The gesture reflected a broader pattern: a willingness to meet people where they are.
"He would stop to bless children, to greet people, to touch hands," she said. "Just like he does today."
For those who knew him best, the transition from bishop to pope represents not a rupture but an expansion.
"What has changed?" Father Santa Cruz reflected. "Now he is no longer the bishop of a diocese, but the shepherd of the universal Church."
Father Jorge Millán Cotrina, rector of Chiclayo's cathedral, sees that continuity now expressed in the pope's universal mission.
"The pope is Peter among us," he said. "He is there to strengthen us in faith and fill us with hope."
While some observers expect rapid change, Father Millán cautioned against applying a culture of immediacy to the Church.
"We are not algorithms," he said. "People need time -- to listen, to correct, to grow."
He also recalled how then-Bishop Prevost responded to criticism. When a priest publicly spoke against him, the future pope used a customary monetary gift he had received after celebrating confirmations to buy new tires for the priest's car.
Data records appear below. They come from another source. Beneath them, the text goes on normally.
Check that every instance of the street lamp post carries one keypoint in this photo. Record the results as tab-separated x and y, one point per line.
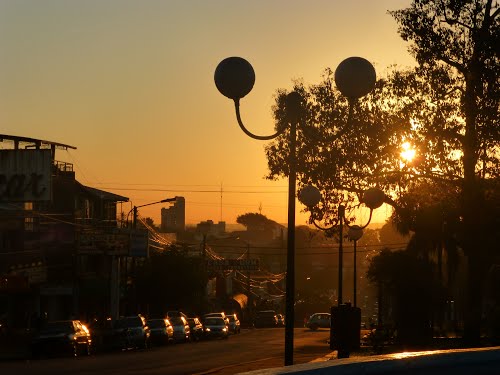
134	209
344	322
234	78
355	233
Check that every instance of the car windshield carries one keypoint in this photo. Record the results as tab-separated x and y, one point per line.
176	320
58	327
156	323
129	322
214	322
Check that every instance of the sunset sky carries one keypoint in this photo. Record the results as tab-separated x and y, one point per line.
130	84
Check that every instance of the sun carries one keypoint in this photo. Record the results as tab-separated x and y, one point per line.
408	153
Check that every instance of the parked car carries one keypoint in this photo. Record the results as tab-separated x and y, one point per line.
266	319
175	314
196	328
318	320
215	327
68	337
281	320
135	330
161	331
219	314
234	323
182	332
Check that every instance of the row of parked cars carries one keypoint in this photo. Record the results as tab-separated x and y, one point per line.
74	338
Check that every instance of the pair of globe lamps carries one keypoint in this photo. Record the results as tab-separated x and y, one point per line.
355	77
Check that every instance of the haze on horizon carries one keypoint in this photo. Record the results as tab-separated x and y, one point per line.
130	84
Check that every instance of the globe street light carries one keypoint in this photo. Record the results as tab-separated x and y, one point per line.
234	78
343	317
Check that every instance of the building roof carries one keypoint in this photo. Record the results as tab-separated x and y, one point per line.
104	195
33	142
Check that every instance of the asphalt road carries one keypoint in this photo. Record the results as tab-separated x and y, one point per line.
251	350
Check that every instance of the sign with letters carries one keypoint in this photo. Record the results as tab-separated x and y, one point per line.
233	264
25	175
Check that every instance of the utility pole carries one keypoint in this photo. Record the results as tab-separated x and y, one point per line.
249	290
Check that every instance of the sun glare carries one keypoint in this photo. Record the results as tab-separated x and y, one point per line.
408	153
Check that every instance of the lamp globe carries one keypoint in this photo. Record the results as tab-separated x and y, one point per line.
234	77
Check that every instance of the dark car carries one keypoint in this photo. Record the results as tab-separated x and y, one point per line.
318	320
266	319
234	323
134	330
215	327
104	335
219	314
196	328
161	331
68	337
281	320
182	332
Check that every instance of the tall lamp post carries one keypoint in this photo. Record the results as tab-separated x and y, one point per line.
345	325
354	234
234	78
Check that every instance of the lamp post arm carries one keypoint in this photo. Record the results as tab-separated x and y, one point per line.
248	132
346	222
324	229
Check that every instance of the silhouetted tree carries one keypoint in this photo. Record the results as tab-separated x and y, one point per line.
408	281
255	221
447	107
170	279
456	44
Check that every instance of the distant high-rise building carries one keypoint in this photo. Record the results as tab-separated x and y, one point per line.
209	227
173	218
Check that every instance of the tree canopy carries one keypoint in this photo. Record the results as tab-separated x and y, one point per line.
447	108
255	221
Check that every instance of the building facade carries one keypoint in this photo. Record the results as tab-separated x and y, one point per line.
59	239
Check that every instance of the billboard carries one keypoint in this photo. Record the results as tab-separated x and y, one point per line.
25	175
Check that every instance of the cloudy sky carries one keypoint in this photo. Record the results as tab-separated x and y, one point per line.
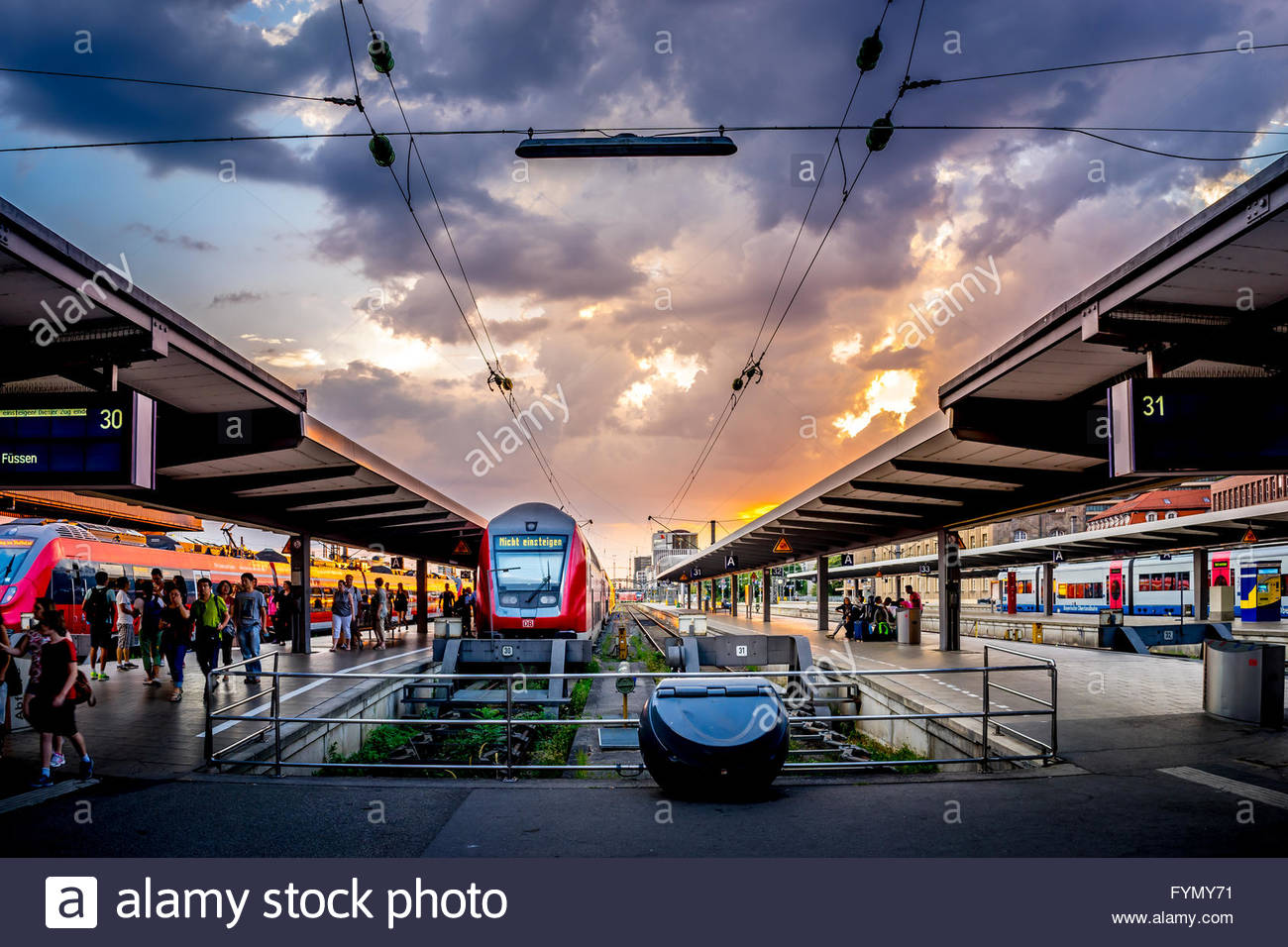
630	290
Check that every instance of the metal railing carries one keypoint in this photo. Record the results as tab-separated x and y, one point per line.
795	698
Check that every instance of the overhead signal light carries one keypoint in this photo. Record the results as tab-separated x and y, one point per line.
627	145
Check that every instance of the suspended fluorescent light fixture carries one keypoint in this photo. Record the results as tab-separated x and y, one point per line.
627	145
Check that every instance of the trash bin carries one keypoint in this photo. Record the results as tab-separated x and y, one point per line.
700	735
909	626
1244	681
692	624
447	628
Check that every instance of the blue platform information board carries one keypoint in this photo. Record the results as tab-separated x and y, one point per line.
77	441
1201	425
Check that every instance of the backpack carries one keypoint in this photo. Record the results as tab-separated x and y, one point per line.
81	692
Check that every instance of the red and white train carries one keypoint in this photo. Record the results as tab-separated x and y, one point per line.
539	578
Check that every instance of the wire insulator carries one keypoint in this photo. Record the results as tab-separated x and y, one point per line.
870	52
381	56
880	133
381	151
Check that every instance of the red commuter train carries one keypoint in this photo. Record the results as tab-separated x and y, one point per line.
59	560
539	578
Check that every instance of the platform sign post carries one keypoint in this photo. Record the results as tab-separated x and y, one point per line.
77	441
301	634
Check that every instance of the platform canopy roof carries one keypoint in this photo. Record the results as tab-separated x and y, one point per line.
1017	432
284	471
1214	530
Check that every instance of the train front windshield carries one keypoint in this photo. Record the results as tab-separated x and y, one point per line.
528	570
13	554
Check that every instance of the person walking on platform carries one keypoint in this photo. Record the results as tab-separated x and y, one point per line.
150	631
356	609
124	608
378	612
467	608
862	618
846	609
98	611
175	638
226	635
250	612
52	710
209	617
284	613
400	603
342	617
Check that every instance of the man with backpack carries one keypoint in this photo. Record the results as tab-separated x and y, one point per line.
467	608
101	615
209	618
378	612
846	622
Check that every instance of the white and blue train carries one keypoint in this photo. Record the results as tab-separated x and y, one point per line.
1142	585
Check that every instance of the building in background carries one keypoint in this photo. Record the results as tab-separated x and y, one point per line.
1154	505
673	547
1233	492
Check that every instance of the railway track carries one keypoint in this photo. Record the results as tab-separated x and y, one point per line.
810	737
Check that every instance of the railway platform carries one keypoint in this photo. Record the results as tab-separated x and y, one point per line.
1113	706
1131	732
136	732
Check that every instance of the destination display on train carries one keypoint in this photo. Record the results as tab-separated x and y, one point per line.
1197	425
68	441
532	541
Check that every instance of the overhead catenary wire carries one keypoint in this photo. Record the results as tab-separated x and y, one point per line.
493	363
503	386
752	368
1090	131
818	183
1243	51
331	99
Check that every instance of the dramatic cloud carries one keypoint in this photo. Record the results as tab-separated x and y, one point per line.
635	287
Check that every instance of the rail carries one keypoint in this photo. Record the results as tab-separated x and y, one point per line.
812	678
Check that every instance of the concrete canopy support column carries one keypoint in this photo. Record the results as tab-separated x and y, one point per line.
764	595
824	616
1199	585
949	591
301	635
421	596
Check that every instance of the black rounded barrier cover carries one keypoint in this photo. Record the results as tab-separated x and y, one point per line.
703	736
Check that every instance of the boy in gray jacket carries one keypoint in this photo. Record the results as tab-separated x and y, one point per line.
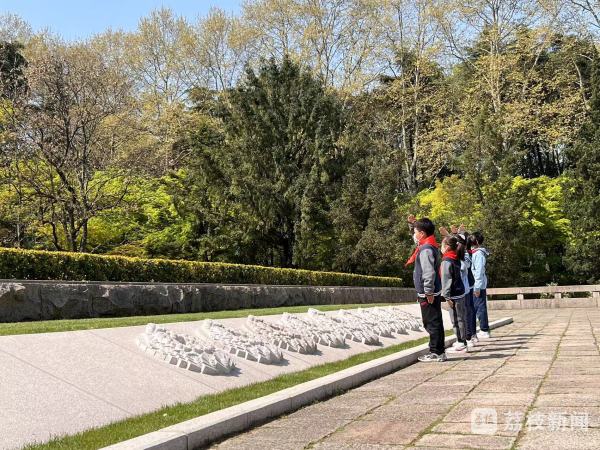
426	277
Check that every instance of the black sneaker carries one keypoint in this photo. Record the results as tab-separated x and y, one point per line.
429	357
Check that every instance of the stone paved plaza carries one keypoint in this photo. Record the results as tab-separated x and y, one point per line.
539	376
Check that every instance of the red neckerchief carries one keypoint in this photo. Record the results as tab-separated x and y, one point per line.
428	240
451	254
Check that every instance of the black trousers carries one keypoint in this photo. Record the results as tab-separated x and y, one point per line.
434	324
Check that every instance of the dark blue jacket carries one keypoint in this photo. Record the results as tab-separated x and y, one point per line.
453	286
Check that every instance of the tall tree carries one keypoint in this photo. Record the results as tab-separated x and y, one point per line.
283	163
66	155
583	201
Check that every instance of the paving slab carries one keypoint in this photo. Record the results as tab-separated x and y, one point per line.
66	382
437	406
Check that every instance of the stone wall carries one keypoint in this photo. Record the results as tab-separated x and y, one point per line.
46	300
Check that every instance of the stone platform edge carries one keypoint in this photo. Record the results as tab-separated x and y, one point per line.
201	431
24	300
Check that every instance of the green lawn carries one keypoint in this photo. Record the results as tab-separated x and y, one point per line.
50	326
146	423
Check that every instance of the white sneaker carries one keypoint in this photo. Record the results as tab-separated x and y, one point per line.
432	357
460	348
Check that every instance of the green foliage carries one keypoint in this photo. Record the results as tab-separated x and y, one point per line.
583	187
524	224
43	265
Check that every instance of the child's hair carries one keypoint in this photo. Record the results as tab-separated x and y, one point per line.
466	240
425	225
478	235
457	244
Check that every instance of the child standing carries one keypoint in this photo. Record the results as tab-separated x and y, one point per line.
426	258
453	288
468	280
479	260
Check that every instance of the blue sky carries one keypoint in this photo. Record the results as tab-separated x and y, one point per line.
75	19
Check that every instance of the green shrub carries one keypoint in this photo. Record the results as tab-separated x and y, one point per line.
44	265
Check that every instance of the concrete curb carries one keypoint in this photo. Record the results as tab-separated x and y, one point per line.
203	430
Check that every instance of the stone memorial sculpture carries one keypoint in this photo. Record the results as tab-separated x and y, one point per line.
321	335
281	336
368	321
354	330
411	322
184	351
242	344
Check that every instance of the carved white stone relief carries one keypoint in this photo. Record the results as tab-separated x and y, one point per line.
368	321
324	336
352	330
282	337
242	344
411	322
184	351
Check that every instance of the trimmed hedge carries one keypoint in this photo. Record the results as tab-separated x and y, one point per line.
45	265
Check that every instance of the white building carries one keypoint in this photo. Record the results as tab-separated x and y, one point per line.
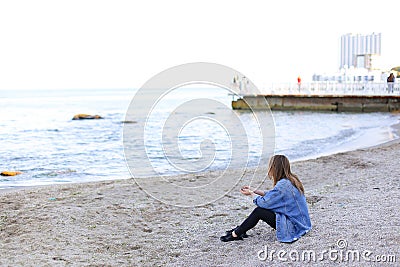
360	51
360	60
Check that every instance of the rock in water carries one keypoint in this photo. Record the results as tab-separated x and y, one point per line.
86	117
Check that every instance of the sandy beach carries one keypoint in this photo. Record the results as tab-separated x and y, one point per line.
353	197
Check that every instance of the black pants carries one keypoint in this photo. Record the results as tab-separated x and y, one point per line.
258	213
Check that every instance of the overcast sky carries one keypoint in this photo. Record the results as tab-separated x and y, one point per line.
122	44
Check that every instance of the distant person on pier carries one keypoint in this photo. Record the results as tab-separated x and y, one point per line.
390	81
299	82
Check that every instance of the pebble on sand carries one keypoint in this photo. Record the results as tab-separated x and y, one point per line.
9	173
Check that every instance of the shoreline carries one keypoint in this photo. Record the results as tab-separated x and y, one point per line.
352	196
395	128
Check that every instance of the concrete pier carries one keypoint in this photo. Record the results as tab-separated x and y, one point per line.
338	103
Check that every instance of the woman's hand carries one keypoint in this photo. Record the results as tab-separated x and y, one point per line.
245	190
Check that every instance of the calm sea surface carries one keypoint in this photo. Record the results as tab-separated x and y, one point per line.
39	137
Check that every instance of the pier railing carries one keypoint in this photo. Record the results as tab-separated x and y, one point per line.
328	88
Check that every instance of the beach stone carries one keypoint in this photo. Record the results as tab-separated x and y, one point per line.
8	173
86	117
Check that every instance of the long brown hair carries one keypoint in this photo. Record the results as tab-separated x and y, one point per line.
279	167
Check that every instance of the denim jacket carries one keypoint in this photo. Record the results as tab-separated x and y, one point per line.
290	207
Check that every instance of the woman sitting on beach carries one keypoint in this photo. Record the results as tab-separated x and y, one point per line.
284	207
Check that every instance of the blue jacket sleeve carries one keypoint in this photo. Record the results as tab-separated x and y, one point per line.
271	200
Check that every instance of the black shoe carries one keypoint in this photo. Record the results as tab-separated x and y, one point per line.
229	232
230	237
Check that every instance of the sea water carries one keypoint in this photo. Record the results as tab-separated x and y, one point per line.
39	138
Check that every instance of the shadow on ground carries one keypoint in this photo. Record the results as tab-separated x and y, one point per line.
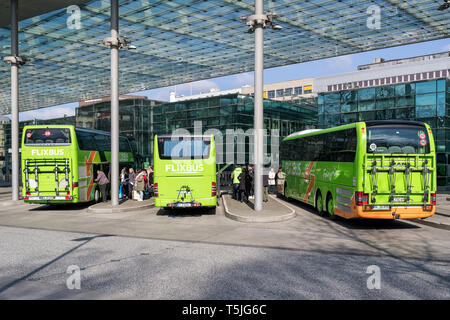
354	223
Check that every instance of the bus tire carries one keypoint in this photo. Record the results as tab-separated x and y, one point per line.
319	203
96	195
330	206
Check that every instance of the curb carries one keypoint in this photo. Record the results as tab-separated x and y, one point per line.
257	219
13	203
432	224
91	209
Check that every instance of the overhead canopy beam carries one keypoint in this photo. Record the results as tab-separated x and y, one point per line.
31	8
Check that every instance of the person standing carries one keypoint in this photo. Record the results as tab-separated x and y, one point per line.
103	181
243	186
236	182
271	181
281	176
124	183
251	179
131	182
140	184
265	187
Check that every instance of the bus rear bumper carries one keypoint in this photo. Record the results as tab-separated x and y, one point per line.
415	212
170	203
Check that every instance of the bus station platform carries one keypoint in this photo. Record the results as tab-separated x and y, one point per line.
124	206
273	211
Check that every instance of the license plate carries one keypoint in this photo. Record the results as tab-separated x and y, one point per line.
381	207
184	204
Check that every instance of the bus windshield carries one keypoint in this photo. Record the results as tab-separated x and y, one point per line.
184	148
398	139
47	136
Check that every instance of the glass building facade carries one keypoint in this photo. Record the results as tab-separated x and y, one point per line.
427	101
135	121
235	112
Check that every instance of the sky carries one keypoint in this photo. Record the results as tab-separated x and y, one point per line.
310	69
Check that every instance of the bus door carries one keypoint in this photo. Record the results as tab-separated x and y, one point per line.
185	171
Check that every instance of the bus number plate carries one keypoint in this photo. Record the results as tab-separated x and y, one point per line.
184	205
381	207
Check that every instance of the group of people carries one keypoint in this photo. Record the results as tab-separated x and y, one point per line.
133	185
243	183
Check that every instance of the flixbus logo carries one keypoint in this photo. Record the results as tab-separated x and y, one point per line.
47	152
184	168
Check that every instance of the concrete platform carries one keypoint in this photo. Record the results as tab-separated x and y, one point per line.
273	211
124	206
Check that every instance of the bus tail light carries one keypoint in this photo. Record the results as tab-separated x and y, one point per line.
433	199
361	198
213	189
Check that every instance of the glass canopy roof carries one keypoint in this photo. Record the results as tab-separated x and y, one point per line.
180	41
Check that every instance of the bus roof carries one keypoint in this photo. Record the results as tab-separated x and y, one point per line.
180	135
372	123
69	126
299	133
369	123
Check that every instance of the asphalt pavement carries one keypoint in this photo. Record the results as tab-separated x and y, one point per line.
34	265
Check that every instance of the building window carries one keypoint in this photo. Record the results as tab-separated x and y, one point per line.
308	89
299	90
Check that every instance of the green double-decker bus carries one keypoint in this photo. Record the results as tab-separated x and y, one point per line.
185	171
374	169
60	162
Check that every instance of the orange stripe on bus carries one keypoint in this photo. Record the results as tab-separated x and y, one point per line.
310	188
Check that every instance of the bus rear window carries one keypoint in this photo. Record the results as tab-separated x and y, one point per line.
184	148
398	139
47	136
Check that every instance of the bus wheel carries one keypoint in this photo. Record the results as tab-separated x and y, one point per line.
319	203
96	195
330	207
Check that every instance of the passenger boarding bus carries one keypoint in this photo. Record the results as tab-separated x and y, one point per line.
373	169
185	171
60	163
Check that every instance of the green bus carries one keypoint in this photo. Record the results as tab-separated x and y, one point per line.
60	162
374	169
185	171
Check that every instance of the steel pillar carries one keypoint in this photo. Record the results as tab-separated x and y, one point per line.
114	168
14	100
258	107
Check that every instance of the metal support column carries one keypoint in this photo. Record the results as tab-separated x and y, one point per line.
114	168
14	100
257	23
258	107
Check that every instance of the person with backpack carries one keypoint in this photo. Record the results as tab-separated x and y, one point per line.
103	181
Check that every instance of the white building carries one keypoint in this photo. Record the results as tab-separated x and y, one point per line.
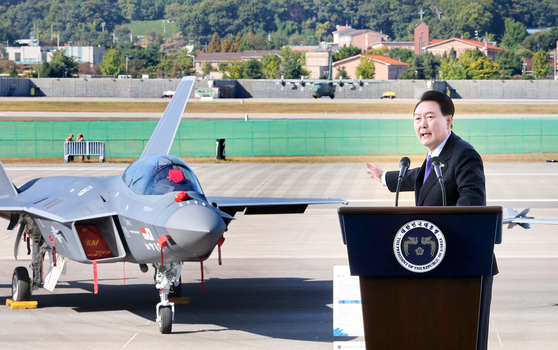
40	54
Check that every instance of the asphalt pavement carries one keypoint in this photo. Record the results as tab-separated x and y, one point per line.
274	289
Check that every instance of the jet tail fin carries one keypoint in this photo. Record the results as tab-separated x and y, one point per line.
163	136
7	188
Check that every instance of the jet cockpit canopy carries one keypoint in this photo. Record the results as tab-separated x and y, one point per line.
157	175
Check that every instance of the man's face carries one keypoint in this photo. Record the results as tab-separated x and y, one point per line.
431	126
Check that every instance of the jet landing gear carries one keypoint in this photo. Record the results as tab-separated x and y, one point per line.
21	287
165	276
"He knows how to transform something negative into something good," Father Millán said.
For Lovera, one small story captures the essence of the man now known as pope.
In the 1990s, a homeless man would come regularly to the Augustinian house where they lived in Peru. The community fed him daily for years, but over time, no one remembered his name.
Lovera eventually reached out to his old friend. "Do you remember what he was called?" he asked.
At first, the pope could not recall. Hours later, a text message arrived: "Félix."
Decades had passed. The memory had not.
"He remembers people," Lovera said. "That's who he is."
Back in Chiclayo, that memory lives not only in anecdotes but in expectation. Catholics continue to follow his pontificate closely and hope one day to welcome him back. Peruvian church leaders have publicly expressed that hope, and though everyone pretends not to, because the Vatican has not confirmed any visit, the diocese he once led is preparing to welcome him in November.
In the meantime, the bond endures -- in prayer, in memory, and in a quiet sense of pride.
"We say it with joy," Father Millán said. "Peter was our bishop."